In Yugambeh language Yuwahn-Kilei translates to culturally-centred and in Māori Whakawātea means clearing of the way. Two very different cultures with very similar needs for their respective First Peoples health students.
Recently, First Peoples Health was privileged to host Dr Bradley Hurren and Dr Rebecca Bird from the University of Otago, New Zealand. It was a very informative day centred on information sharing informed through cultural understanding for First Peoples health students.
Both universities are challenged in the successes for First Peoples health students in anatomy and physiology subject matter. One of the challenges is how to provide the necessary cultural support for these students.

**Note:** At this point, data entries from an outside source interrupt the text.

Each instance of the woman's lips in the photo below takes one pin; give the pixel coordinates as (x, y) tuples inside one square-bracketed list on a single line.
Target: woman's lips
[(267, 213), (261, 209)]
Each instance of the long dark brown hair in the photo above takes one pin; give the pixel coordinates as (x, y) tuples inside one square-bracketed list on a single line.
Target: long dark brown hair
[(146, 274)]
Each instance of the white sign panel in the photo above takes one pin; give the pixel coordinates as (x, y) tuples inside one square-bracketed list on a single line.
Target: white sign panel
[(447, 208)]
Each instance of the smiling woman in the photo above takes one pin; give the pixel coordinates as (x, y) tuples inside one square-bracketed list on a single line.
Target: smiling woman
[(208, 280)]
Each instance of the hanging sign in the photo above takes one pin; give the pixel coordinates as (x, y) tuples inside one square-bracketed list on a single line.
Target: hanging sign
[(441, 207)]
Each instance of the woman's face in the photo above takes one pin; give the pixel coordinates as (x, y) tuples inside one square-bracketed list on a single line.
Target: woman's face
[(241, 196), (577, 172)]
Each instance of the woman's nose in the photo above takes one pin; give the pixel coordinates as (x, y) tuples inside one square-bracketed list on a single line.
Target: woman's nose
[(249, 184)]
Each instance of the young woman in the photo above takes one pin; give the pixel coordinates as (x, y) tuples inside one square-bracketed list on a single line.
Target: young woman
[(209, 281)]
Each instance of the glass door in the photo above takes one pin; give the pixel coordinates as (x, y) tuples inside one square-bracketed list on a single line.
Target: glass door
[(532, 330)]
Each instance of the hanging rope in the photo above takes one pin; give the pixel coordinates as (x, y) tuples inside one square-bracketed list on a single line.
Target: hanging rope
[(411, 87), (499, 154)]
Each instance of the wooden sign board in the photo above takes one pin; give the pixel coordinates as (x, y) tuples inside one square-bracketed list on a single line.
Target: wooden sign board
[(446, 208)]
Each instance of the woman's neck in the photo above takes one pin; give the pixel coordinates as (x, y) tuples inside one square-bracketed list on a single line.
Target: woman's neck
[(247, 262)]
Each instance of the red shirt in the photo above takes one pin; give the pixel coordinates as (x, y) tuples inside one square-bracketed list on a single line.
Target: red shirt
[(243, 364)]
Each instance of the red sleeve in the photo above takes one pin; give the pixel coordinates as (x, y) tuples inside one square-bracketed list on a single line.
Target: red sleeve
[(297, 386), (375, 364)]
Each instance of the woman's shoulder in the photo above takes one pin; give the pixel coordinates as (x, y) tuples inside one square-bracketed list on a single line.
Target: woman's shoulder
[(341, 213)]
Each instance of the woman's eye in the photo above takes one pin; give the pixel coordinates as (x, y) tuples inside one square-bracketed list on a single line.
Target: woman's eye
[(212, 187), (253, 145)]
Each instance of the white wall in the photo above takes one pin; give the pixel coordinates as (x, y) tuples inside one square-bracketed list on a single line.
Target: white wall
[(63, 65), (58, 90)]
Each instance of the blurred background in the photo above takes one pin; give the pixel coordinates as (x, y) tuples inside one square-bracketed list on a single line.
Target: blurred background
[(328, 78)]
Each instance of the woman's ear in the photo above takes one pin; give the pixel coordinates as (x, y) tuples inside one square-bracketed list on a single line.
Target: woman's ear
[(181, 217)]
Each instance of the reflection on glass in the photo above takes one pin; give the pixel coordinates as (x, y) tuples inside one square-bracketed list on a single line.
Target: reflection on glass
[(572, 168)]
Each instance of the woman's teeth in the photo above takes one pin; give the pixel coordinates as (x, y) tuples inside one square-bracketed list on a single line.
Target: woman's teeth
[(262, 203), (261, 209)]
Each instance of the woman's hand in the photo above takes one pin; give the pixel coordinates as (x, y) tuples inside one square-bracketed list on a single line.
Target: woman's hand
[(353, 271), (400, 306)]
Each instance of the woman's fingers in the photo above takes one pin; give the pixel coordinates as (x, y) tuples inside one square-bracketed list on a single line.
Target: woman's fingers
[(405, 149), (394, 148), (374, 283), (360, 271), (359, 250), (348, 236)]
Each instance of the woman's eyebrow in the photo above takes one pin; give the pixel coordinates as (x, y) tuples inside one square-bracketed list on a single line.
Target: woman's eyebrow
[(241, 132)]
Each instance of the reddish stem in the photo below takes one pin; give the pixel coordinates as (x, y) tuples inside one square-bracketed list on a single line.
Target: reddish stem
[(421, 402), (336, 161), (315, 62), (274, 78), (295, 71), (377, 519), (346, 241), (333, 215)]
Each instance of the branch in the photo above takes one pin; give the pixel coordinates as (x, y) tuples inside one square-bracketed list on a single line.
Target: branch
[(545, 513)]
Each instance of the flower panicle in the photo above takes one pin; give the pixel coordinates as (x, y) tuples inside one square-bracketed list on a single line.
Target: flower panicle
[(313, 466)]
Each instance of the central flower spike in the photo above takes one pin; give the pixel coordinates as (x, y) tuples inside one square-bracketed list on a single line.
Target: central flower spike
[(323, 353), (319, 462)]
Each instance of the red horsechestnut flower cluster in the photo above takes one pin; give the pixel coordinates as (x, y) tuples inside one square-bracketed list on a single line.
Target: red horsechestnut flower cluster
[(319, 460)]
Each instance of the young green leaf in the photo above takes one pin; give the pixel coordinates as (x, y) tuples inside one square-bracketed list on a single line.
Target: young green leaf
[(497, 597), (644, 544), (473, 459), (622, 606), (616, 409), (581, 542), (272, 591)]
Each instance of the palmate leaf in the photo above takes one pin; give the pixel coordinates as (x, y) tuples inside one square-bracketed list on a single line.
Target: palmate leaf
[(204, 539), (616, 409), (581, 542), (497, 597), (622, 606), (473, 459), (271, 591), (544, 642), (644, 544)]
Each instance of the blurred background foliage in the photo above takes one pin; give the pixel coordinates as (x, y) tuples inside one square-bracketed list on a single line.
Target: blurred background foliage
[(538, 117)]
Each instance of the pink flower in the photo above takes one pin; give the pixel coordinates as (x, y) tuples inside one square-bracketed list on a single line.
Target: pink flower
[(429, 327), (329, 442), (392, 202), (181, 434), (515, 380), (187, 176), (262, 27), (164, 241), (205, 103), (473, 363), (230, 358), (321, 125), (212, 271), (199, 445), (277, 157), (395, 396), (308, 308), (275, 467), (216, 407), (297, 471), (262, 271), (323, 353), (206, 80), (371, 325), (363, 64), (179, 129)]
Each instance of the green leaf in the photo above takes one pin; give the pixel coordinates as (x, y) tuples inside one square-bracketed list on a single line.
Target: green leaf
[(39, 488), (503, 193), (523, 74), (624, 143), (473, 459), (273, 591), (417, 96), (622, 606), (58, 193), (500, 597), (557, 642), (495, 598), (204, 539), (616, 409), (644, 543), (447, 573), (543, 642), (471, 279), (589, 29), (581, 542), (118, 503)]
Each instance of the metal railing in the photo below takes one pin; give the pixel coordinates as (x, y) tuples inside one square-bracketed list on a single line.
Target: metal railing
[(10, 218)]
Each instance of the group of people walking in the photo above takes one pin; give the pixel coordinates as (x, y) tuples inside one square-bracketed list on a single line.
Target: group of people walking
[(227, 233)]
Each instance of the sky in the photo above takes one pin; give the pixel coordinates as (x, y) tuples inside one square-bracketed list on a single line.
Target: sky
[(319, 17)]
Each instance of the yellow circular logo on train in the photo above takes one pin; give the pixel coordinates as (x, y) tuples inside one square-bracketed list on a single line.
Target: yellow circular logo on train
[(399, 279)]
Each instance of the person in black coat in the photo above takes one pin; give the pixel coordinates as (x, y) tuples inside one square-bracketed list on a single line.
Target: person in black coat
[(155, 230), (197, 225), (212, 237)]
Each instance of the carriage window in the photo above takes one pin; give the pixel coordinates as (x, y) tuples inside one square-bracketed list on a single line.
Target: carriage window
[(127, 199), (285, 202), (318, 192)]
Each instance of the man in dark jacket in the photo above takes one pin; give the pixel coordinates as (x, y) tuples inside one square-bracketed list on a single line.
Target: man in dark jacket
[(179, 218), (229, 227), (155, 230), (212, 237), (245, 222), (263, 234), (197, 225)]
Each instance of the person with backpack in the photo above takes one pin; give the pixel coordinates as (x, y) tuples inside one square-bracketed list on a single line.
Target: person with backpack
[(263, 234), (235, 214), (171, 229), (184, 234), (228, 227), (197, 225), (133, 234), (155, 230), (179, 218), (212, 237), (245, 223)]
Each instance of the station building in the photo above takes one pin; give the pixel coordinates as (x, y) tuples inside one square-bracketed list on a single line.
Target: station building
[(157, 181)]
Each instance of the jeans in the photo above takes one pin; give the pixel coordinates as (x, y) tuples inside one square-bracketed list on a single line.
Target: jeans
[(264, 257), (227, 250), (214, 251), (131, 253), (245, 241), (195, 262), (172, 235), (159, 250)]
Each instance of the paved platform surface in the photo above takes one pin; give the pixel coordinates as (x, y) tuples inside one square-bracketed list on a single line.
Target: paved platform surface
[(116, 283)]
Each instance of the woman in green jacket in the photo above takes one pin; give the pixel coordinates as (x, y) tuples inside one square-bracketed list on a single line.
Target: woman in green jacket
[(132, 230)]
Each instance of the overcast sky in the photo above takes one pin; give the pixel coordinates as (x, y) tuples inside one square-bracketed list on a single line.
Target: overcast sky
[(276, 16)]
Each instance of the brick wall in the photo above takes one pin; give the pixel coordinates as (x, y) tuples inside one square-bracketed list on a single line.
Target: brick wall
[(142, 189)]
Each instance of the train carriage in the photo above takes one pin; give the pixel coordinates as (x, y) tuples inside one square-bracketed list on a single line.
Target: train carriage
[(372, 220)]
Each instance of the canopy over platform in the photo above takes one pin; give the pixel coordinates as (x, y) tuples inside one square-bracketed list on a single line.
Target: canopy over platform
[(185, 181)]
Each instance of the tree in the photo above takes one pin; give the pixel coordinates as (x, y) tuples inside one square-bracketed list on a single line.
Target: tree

Professor Roianne West, Dean First Peoples Health said, “The challenges faced by First Peoples health students’ in anatomy and physiology subject matter needs to be addressed. The data shows that if the students aren’t unsuccessful in the first year they will go an altered learning progression that can result in many not finishing their degree.”
Dr Hurren and Dr Bird bring immense passion to their roles through the support work they do for Māori students. Although not of Māori descent, both of these academics are very active in the Kaiāwhina network established in the University of Otago. This network has 30 volunteers across 15 departments with a key focus area being Te reo Māori me ona tikanga (promote language and protocols).
Dr Hurren said “We are energised by today’s discussions, information shared and the learned experiences. “Griffith University should be very proud of the work being done for their First Peoples tauira (students) and the goals to improve their success rates in health programs.”
The presentations and discussions were relaxed and it was a wonderful learning opportunity for both parties with further collaboration a possibility to recalibrate the learning progression which ensures better results for First Peoples health students.
Associate Professor Suzie Owens, Academic Director Learning and Teaching, provided the group with an overview of her successful programs and a tour of the Anatomy laboratory.
GUMURRII Student Support Services also presented on the day and the discussions highlighted the synergies with the University of Otago having Te Huka Mātauraka (Māori Centre) as a service that assists to manage the challenges faced by First Peoples students from both universities.
The First Peoples Health Team looks forward to consolidating the partnership and sharing lessons into the future.